NOTE: If you need to inject a value (e.g. Databricks "cluster_id"), you can see the technique in the deploy-clusters.sh script. Some items require you to reference an internal Databricks value during your deployment.

How to use with your own existing Databricks environment

Your existing workspace will mostlikely be your "work area" that you need to tie to source control.
- In my example I would create a resource group in Azure named Databricks-MyProject-WorkArea
- Create a Databricks workspace in Azure named Databricks-MyProject-WorkArea in the resource group Databricks-MyProject-WorkArea
Link your Databricks to source control
- https://docs.databricks.com/notebooks/github-version-control.html
Create or import some notebooks
- I imported some test notebooks from Databricks for this test repo
Link the Notebook to the Azure DevOps repo
Save your Notebook
Create a cluster
- Int the cluster UI there is a "JSON" link that will show you the JSON to create the cluster. You can cut and paste that as your cluster defination. You will need to remove the "cluster_id" since Databricks determines this, you cannot send it in your JSON.
Re-run the pipeline and the Notebook should be pushed to Dev, QA and Prod

Important Details

You can test everything locally.
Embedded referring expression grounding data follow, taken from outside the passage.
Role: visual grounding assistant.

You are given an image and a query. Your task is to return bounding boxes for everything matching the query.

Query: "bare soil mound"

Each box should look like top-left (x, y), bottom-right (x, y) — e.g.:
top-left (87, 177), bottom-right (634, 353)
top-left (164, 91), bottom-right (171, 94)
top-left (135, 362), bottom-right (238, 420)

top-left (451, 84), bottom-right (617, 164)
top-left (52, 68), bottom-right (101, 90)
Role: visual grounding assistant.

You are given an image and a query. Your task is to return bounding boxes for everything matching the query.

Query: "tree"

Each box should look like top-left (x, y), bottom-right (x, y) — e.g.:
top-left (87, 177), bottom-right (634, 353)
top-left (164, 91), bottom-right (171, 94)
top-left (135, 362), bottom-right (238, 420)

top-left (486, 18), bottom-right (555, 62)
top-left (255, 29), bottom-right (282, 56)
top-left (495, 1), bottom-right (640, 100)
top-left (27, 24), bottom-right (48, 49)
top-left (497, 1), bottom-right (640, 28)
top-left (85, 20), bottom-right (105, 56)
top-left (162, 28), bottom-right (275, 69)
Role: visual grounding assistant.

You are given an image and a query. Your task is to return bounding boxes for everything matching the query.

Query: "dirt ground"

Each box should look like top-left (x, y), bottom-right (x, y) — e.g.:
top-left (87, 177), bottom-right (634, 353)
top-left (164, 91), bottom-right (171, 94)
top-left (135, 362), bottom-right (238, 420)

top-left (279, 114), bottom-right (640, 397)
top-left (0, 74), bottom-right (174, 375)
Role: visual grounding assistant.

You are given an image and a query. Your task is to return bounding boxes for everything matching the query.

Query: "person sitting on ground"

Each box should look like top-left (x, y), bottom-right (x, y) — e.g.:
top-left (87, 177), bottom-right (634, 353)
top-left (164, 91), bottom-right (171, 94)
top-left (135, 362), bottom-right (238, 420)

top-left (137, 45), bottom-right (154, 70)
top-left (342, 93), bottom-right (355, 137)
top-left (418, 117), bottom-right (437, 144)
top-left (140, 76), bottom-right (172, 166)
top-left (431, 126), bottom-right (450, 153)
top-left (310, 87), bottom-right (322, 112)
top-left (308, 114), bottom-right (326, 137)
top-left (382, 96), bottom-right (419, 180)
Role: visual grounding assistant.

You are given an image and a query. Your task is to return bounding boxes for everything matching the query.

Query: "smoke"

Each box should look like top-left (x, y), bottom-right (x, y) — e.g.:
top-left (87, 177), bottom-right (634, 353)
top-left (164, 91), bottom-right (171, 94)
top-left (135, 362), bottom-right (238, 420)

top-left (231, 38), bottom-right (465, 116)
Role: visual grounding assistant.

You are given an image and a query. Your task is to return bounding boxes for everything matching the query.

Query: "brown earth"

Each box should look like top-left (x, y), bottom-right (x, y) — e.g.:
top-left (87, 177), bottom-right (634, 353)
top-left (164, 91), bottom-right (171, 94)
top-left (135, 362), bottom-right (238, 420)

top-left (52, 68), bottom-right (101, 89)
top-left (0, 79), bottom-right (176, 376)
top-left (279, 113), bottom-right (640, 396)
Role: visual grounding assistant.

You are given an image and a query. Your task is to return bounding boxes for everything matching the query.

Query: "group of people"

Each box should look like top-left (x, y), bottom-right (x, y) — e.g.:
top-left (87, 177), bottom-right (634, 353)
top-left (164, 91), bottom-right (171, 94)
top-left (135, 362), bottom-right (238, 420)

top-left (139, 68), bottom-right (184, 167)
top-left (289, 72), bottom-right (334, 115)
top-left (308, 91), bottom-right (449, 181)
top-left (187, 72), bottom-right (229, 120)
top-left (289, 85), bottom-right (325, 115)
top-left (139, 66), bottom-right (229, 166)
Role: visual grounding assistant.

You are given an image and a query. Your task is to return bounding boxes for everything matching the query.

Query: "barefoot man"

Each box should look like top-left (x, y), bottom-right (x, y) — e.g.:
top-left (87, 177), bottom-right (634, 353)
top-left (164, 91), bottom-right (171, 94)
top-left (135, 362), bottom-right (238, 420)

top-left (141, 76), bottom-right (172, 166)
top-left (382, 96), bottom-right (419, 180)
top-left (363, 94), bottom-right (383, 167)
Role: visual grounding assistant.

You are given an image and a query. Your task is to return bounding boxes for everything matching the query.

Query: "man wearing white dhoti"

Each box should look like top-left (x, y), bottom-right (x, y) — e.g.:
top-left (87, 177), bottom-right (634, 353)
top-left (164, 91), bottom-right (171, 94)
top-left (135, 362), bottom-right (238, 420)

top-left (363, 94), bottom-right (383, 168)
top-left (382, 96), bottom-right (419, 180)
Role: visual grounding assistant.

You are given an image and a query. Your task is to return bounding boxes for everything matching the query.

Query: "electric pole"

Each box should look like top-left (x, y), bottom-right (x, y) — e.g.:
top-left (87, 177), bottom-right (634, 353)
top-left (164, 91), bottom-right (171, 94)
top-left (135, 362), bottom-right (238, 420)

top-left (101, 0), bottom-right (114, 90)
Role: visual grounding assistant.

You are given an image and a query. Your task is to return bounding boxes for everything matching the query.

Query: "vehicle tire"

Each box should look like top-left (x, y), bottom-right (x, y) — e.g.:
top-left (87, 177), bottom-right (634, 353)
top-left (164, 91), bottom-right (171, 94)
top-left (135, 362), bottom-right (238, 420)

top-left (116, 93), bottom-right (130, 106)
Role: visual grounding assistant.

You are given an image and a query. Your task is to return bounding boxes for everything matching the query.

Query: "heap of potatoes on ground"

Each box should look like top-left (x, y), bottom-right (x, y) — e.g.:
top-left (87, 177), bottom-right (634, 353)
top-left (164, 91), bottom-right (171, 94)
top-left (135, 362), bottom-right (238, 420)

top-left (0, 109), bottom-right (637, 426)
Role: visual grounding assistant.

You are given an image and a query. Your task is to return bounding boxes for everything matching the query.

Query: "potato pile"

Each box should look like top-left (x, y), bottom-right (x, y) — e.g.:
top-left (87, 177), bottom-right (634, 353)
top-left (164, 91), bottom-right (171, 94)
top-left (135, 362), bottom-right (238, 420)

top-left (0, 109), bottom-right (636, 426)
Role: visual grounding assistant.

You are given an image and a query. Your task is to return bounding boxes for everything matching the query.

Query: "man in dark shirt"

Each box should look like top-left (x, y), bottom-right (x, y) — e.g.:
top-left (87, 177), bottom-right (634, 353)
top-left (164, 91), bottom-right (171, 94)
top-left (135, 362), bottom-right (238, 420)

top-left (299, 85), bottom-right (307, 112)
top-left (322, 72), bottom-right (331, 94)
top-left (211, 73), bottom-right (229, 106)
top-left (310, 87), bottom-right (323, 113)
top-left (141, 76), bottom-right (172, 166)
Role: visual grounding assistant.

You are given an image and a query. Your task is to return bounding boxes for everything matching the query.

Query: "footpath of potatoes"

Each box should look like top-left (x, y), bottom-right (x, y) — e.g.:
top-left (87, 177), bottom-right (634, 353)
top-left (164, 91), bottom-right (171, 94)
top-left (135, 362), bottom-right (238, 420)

Open a bash prompt and change to the directory of the items you want to deploy and call the appropriate deployment script.

The deployment scripts expect to have their working directory set to be in the folder as the artifacts (e.g. if deploying jobs then run from jobs folder)

You can run via command line locall to test

# Change the below path
cd ./Azure-Databricks-Dev-Ops/notebooks/MyProject 

../../deployment-scripts/deploy-notebooks.sh \
   '00000000-0000-0000-0000-000000000000 (tenant id)' \
   '00000000-0000-0000-0000-000000000000 (client id)' \
   '... (client secret)' \
   '00000000-0000-0000-0000-000000000000 (subscription id)' \
   'Databricks-MyProject-Dev' \
   'Databricks-MyProject-Dev' 
   '/ProjectFolder'

In the Test-DevOps-Job-Interactive-Cluster.json, note the code "existing_cluster_id": "Small". The existing cluster id says "Small" which is NOT an actual cluster id. It is actually the name field in the small-cluster.json ("cluster_name": "Small",). During deployment the deploy-jobs.sh will lookup the existing_cluster_id value in the name field and populate the jobs JSON with the correct Databricks cluster id.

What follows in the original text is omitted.